Allica Bank is set to announce a significant acquisition aimed at enhancing its lending capabilities for small businesses, reports BritPanorama. The digital bank has acquired London-based fintech firm Kriya, recognised for its expertise in embedded finance and business loans, according to City AM.
The acquisition, scheduled for announcement on Wednesday, marks Allica’s third takeover following the integration of Allied Irish Bank’s SME portfolio and the purchase of bridging finance specialist Tuscan Capital in 2024.
This latest move aligns with Allica’s ambition to secure £1bn in working capital finance—comprising short-term, accessible funding options such as loans and credit lines—over the next three years. As high street banks retreat from the small and medium enterprise (SME) lending sector, challenger banks like Allica are stepping in to fill the void.
Challenger banks now command 60 per cent of the SME lending market, a significant shift from 2019 when the four largest banks held 90 per cent of the market share. Allica aims to achieve a 10 per cent penetration of the SME market by the end of 2028.
Nonetheless, Allica faces renewed competition from major high street banks. Last month, UK Finance reported a 28 per cent year-on-year increase in lending to smaller firms by these banks in the second quarter of 2025. This surge occurs amidst government initiatives aimed at facilitating better access to finance, following discussions earlier this year between ministers and leading banking executives aimed at improving lending conditions.
Allica chief: UK has tendency to ‘shoot ourselves in foot’
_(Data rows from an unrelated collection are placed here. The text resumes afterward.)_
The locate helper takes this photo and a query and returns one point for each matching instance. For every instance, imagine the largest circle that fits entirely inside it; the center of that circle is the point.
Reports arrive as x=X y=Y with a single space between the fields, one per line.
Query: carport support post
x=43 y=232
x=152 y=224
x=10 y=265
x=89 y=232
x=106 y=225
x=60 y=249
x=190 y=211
Allica’s chief executive, Richard Davies, has frequently expressed criticism of the traditional SME lending landscape, suggesting it resembled a “barren wasteland” five to ten years ago. Speaking at a panel discussion on Tuesday, Davies highlighted the UK’s strong performance in fostering scaling fintech enterprises, while asserting there remains significant untapped potential.
“There’s access to good capital. There’s a huge scale of opportunity,” he stated during Innovate Finance’s Fintech as a Force for Good event. He observed that the UK tends to “shoot ourselves in the foot” through restrictive immigration policies and the withdrawal from free trade agreements.
Despite these concerns, he praised the UK as “a great country to start a business.” Following the acquisition, Allica confirmed that Kriya, previously operating as MarketInvoice and MarketFinance, will continue to operate under its independent brand identity.
Kriya, established in 2011, provides a deferred payment solution intended to enhance buyers’ cash flow. The company has partnered with retailers such as Halfords. In 2024, Kriya reported revenues of £12.6m, a decrease from £16.9m the previous year, with pre-tax losses of £9m, nevertheless an improvement from £11.5m in 2023. In early 2024, Kriya secured a £50m debt facility from Viola Credit to facilitate over £1bn in business-to-business transactions over the next 24 months.
The evolving landscape of SME lending highlights the growing influence of fintech firms amid a backdrop of changing dynamics in the banking sector. As challenger banks innovate and adapt, the potential for reshaping access to finance remains significant, although traditional players are beginning to reassert their presence.